The U Route is available at four different bus stops along the U.S. 285 Corridor: Pine Junction (at U.S. 285 and Mount Evans Boulevard); Mountain View (on U.S. 285 in Green Valley); Aspen Park, (near the Loaf-n-Jug); and Twin Forks (on U.S. 285 just north of the South Turkey Creek exit).

“If the U is to be effective, it needs to have an effective schedule,” said one rider who spoke during the public comment period Tuesday night.

“We are still trying to bounce back from cuts made in January,” said another rider.

Coalition members showed up wearing custom T-Shirts, and they presented one to board member Bruce Daly during the meeting. Daly represents the local district and spoke in support of their plan.

“There are positive efforts under way to increase ridership,” Daly said. But he also asked the community members to squelch talk that RTD doesn’t care about the 285 Corridor.

“That’s so far from the truth,” he said.

RTD general manager Cal Marsella led the board’s discussion to withdraw the U from the list of cuts.

The formal motion did not provide a specific timeframe to improve the route, but a four-month target was suggested. Board meetings are held quarterly, and the fate of the U will be readdressed at the next meeting.

Commissioner Kathy Hartman, who was unable to attend, asked the board for “cooperation and collaboration” in a letter she wrote that was read by 285 Coalition president Pam Beckhorn.

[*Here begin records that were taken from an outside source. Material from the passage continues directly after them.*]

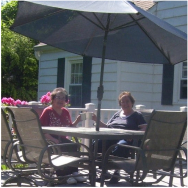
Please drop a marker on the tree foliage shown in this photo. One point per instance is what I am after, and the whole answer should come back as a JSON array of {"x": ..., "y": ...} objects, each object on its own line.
[{"x": 19, "y": 67}]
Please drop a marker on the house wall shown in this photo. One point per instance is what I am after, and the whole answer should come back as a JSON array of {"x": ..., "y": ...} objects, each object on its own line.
[{"x": 144, "y": 81}]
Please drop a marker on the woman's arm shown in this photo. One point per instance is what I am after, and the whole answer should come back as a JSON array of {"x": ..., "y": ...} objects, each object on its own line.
[
  {"x": 78, "y": 119},
  {"x": 94, "y": 118},
  {"x": 49, "y": 137}
]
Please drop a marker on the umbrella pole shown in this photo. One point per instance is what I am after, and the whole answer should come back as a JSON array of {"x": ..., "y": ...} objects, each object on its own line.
[{"x": 100, "y": 90}]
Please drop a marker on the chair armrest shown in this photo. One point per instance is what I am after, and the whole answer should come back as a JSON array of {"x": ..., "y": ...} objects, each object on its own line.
[{"x": 140, "y": 151}]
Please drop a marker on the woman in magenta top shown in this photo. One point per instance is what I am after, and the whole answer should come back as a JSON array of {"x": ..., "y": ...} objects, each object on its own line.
[{"x": 57, "y": 115}]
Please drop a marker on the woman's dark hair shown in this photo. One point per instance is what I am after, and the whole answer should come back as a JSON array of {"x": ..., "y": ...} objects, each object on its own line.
[
  {"x": 126, "y": 93},
  {"x": 59, "y": 90}
]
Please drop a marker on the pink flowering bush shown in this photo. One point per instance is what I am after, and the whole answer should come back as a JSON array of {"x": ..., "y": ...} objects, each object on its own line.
[
  {"x": 11, "y": 102},
  {"x": 45, "y": 99}
]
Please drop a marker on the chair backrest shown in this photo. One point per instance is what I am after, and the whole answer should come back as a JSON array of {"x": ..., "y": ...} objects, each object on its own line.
[
  {"x": 29, "y": 132},
  {"x": 6, "y": 136},
  {"x": 38, "y": 108},
  {"x": 162, "y": 139}
]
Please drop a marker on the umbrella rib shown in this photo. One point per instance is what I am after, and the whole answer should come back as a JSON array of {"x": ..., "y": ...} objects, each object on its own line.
[
  {"x": 129, "y": 24},
  {"x": 99, "y": 21},
  {"x": 90, "y": 20},
  {"x": 160, "y": 49}
]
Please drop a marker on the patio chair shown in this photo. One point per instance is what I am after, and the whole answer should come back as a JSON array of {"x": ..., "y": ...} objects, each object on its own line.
[
  {"x": 157, "y": 153},
  {"x": 36, "y": 149},
  {"x": 12, "y": 156}
]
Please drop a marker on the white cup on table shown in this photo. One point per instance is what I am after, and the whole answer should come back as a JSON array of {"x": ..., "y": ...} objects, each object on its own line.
[
  {"x": 89, "y": 115},
  {"x": 83, "y": 116}
]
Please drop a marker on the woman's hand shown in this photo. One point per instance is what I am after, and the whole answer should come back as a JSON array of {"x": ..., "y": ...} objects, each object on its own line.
[{"x": 78, "y": 119}]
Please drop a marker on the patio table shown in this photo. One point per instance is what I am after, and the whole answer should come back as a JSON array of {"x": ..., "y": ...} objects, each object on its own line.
[{"x": 90, "y": 133}]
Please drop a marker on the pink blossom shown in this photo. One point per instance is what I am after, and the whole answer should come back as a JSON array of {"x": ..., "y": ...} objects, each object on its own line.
[
  {"x": 18, "y": 101},
  {"x": 45, "y": 99},
  {"x": 11, "y": 102},
  {"x": 4, "y": 100},
  {"x": 24, "y": 103}
]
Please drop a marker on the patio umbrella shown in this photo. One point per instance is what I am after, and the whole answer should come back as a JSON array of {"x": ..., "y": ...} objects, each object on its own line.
[{"x": 116, "y": 30}]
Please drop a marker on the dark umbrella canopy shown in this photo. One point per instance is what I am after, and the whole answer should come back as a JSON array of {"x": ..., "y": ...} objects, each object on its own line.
[{"x": 134, "y": 37}]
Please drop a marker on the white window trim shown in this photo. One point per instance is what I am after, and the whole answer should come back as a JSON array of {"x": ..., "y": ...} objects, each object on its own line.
[
  {"x": 176, "y": 90},
  {"x": 68, "y": 70}
]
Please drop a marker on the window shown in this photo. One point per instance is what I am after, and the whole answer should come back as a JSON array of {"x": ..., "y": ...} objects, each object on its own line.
[
  {"x": 75, "y": 86},
  {"x": 183, "y": 82}
]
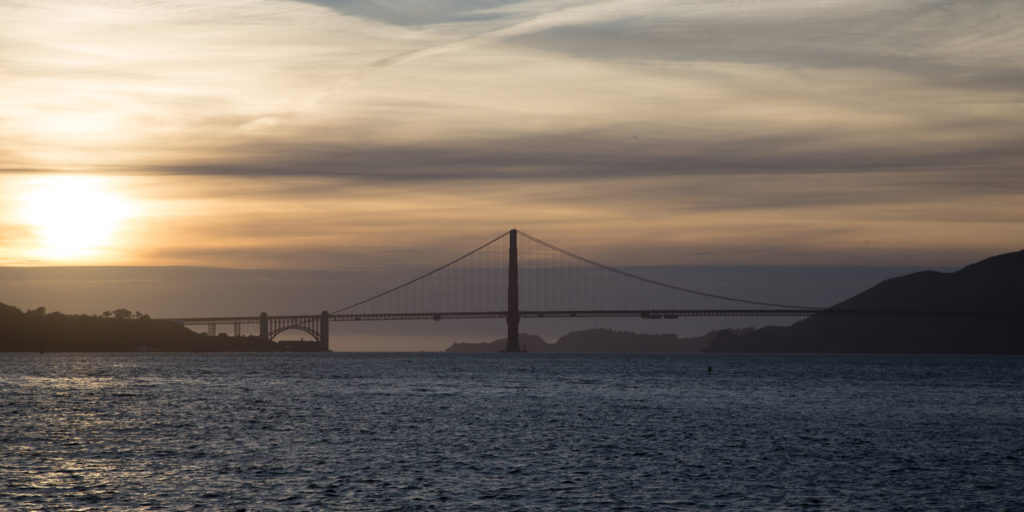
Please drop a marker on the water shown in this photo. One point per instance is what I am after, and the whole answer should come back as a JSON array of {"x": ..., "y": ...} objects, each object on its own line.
[{"x": 408, "y": 432}]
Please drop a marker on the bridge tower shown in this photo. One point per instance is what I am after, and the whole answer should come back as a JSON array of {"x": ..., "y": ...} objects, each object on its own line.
[
  {"x": 325, "y": 332},
  {"x": 512, "y": 315}
]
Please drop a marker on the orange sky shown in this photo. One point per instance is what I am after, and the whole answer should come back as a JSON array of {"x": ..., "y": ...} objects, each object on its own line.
[{"x": 273, "y": 134}]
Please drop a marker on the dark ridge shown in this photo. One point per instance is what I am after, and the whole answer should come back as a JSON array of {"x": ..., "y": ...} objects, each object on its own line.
[
  {"x": 992, "y": 288},
  {"x": 37, "y": 331}
]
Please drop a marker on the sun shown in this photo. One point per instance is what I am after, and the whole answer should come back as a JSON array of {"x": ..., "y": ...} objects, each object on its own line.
[{"x": 74, "y": 218}]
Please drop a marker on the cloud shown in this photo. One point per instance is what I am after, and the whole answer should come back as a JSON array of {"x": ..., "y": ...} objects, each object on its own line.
[{"x": 274, "y": 132}]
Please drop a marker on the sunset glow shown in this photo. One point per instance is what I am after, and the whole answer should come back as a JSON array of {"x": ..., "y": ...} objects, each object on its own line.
[
  {"x": 325, "y": 134},
  {"x": 74, "y": 219}
]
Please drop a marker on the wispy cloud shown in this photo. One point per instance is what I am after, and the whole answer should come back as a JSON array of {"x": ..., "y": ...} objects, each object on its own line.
[{"x": 805, "y": 127}]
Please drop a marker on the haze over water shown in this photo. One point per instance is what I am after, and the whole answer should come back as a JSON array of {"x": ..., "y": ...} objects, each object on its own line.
[{"x": 176, "y": 431}]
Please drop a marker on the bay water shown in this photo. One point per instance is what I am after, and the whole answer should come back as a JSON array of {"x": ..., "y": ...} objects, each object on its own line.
[{"x": 531, "y": 432}]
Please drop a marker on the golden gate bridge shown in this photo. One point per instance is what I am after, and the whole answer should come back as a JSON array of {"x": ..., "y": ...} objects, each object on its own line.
[{"x": 516, "y": 275}]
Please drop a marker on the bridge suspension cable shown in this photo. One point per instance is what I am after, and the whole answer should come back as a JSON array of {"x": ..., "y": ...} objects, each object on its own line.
[
  {"x": 658, "y": 284},
  {"x": 551, "y": 281}
]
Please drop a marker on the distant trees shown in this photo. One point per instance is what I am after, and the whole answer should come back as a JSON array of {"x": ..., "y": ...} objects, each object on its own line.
[{"x": 124, "y": 314}]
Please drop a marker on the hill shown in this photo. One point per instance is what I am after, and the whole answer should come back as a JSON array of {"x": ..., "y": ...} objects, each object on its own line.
[
  {"x": 993, "y": 288},
  {"x": 36, "y": 330}
]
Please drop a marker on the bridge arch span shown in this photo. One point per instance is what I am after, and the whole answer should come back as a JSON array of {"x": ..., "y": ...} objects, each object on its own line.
[{"x": 273, "y": 334}]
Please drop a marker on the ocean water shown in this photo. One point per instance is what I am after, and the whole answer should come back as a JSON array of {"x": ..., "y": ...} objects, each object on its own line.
[{"x": 531, "y": 432}]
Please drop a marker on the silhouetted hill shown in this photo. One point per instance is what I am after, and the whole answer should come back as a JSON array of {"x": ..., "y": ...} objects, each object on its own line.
[
  {"x": 38, "y": 331},
  {"x": 594, "y": 341},
  {"x": 994, "y": 285}
]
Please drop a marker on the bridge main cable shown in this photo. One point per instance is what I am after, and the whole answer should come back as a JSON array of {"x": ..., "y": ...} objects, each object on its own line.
[
  {"x": 421, "y": 278},
  {"x": 666, "y": 285}
]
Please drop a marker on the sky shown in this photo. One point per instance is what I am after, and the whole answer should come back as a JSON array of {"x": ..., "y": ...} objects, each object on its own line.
[{"x": 348, "y": 135}]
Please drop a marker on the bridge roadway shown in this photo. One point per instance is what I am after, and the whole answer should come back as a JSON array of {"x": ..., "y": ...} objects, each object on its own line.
[{"x": 637, "y": 313}]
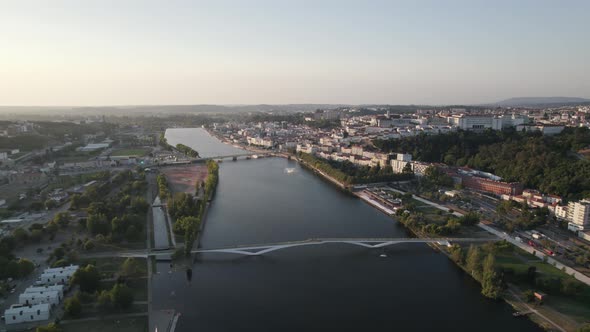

Park County Commissioner John Tighe also spoke about the need for mass transit in “rural Colorado.”

“Seventy-six percent of the people who live in Park County work outside of it,” he said.

Corridor resident Martin Wirth is being proactive about finding funding sources and lobbying strategies.

The board repeatedly praised the coalition for its industrious yet positive approach to saving the U, as well as the unusually large number of supporters who turned out at the June 17 meeting and a prior meeting in Conifer two weeks earlier.

When two board members questioned whether it was “fair” to stall the U cuts while other routes are on the table, other board members heartily challenged that logic.

“We can’t just paint them all with the same brush,” said board member Barbara Brohl. “This is one of those instances where there is really no viable alternatives.”

Now the burden falls to the community to save the U permanently.

The coalition’s first stop is Bailey Dayz, where members hope to raise awareness about mass transit and solicit new riders.

“Now the work begins,” Beckhorn said.